Gaussian Differentially Private Human Faces Under a Face Radial Curve Representation
Carlos Soto, Matthew Reimherr, Aleksandra Slavkovic, Mark Shriver
TL;DR
The paper tackles privacy-preserving release of a 3D human face under $\\mu$-Gaussian differential privacy (GDP). It introduces a disk-parameterized face representation via face radial curves and applies a GDP-for-functional-data mechanism by adding Gaussian process noise in an RKHS, releasing a private mean function with $\\tilde{h}(D)=h(D)+\\sigma Z$ and $\\sigma \\ge \\Delta/\\mu$. The contributions include (i) the novel face radial curves representation that preserves the shape of the average face, (ii) the extension of approximate DP FDA techniques to the $\\mu$-GDP framework with tight composition, and (iii) empirical demonstrations showing less injected noise than pointwise DP for the same privacy budget and applicability to other disk-like surfaces. This approach enables privacy-preserving sharing of 3D facial data in anthropological and genomic contexts while maintaining geometric fidelity through elastic shape analysis and disk parameterization.
Abstract
In this paper we consider the problem of releasing a Gaussian Differentially Private (GDP) 3D human face. The human face is a complex structure with many features and inherently tied to one's identity. Protecting this data, in a formally private way, is important yet challenging given the dimensionality of the problem. We extend approximate DP techniques for functional data to the GDP framework. We further propose a novel representation, face radial curves, of a 3D face as a set of functions and then utilize our proposed GDP functional data mechanism.

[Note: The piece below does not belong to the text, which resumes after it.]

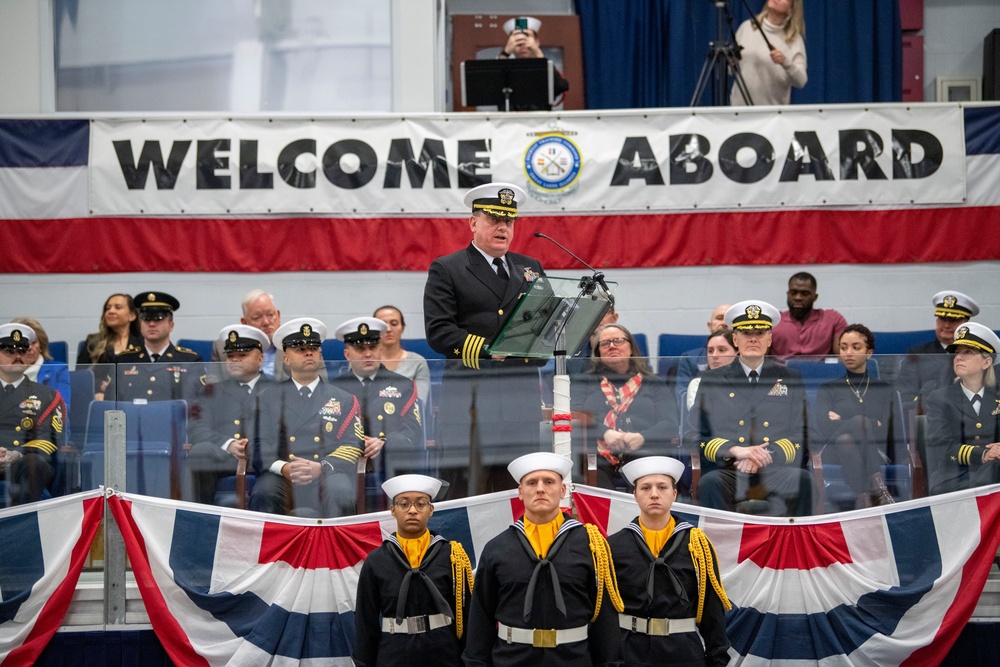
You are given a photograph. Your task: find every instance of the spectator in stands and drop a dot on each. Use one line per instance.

To preserve the shape of the face while injecting noise we rely on tools from shape analysis for our novel representation of the face. We show that our method preserves the shape of the average face and injects less noise than traditional methods for the same privacy budget. Our mechanism consists of two primary components, the first is generally applicable to function value summaries (as are commonly found in nonparametric statistics or functional data analysis) while the second is general to disk-like surfaces and hence more applicable than just to human faces.